我那点可怜的自尊和蛮横,在她平静的话语面前,瞬间土崩瓦解。
“但是,”她话锋一转,目光灼灼地看着我,“我们能不能换一种方式?”
“换……换什么方式?”我结结巴巴地问。
她转身,从她带来的一个小木箱子里,拿出了一样东西。
是一本崭新的书,还有一个用纸包着的东西。
她把东西放到桌上,小心翼翼地打开纸包。
里面是一支铅笔,和一个小小的卷笔刀。
在昏黄的油灯下,那支崭新的绿杆铅笔,闪着光。
她把书推到我面前。
“李根生,我教你认字吧。”
我彻底懵了。
我看着桌上的书和铅笔,又看看她。
我以为我出现了幻觉。
新婚之夜,我媳妇,一个上海来的女知青,不让我上炕,却要教我认字?
这是哪门子的道理?
这是羞辱我吗?
是嫌我一个字不识,配不上她吗?
一股巨大的屈辱感涌上心头。
我感觉自己的脸,比刚才喝了半斤苞谷酒还要烫。
我猛地一拍桌子,桌上的油灯都跳了一下。
“我不学!”我吼道,“老子天生就是刨土的命,认字有啥用?能当饭吃?”
她被我的反应吓了一跳,但没有退缩。
她看着我,眼神里没有嘲笑,没有鄙夷,只有一种我看不懂的……悲伤?
还有一丝固执。
“能。

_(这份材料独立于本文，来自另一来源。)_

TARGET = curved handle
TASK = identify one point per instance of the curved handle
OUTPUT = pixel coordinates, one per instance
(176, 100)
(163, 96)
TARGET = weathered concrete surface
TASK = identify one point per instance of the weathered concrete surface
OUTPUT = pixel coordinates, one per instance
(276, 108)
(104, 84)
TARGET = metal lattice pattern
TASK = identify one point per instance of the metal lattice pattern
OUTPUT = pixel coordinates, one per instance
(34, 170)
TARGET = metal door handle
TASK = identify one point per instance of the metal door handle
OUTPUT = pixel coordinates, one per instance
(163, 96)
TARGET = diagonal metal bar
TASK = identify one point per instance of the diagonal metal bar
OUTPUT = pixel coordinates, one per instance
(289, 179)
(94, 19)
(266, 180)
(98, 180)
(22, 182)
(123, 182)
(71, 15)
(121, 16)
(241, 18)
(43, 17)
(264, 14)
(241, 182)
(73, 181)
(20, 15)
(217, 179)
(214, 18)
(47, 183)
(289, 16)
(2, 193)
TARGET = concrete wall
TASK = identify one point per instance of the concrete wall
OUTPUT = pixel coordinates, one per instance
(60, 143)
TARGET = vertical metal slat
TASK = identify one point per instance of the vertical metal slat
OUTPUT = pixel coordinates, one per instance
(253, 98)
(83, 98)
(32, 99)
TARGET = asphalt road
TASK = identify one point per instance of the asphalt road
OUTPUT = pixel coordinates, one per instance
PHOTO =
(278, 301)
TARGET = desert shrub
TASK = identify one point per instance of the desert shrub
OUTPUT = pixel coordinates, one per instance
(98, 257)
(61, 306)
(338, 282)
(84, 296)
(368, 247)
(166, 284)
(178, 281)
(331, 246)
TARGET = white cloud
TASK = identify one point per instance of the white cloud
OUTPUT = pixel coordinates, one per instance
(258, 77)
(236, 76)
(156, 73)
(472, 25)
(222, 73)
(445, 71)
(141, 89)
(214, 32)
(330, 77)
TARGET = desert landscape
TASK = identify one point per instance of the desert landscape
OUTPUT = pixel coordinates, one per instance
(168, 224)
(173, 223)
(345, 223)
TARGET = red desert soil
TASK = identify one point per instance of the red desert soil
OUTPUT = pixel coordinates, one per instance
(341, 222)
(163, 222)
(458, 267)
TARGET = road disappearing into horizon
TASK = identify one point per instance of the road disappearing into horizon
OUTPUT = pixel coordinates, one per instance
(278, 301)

”她说。
“认字,能让你看到山外面的世界。”
“能让你知道,人活着,不只是为了吃饱饭。”
“能让你……成为一个不一样的人。”
山外面的世界?
不一样的人?
这些话对我来说,太遥远了,太虚无缥缈了。
我只知道,明天我还要下地,挣工分,养活我娘,养活这个家。
认字?能让地里的庄稼多长一斤吗?
“我不想成为不一样的人!”我粗暴地打断她,“我就想当个普普通通的农民,娶媳妇,生娃,过日子!”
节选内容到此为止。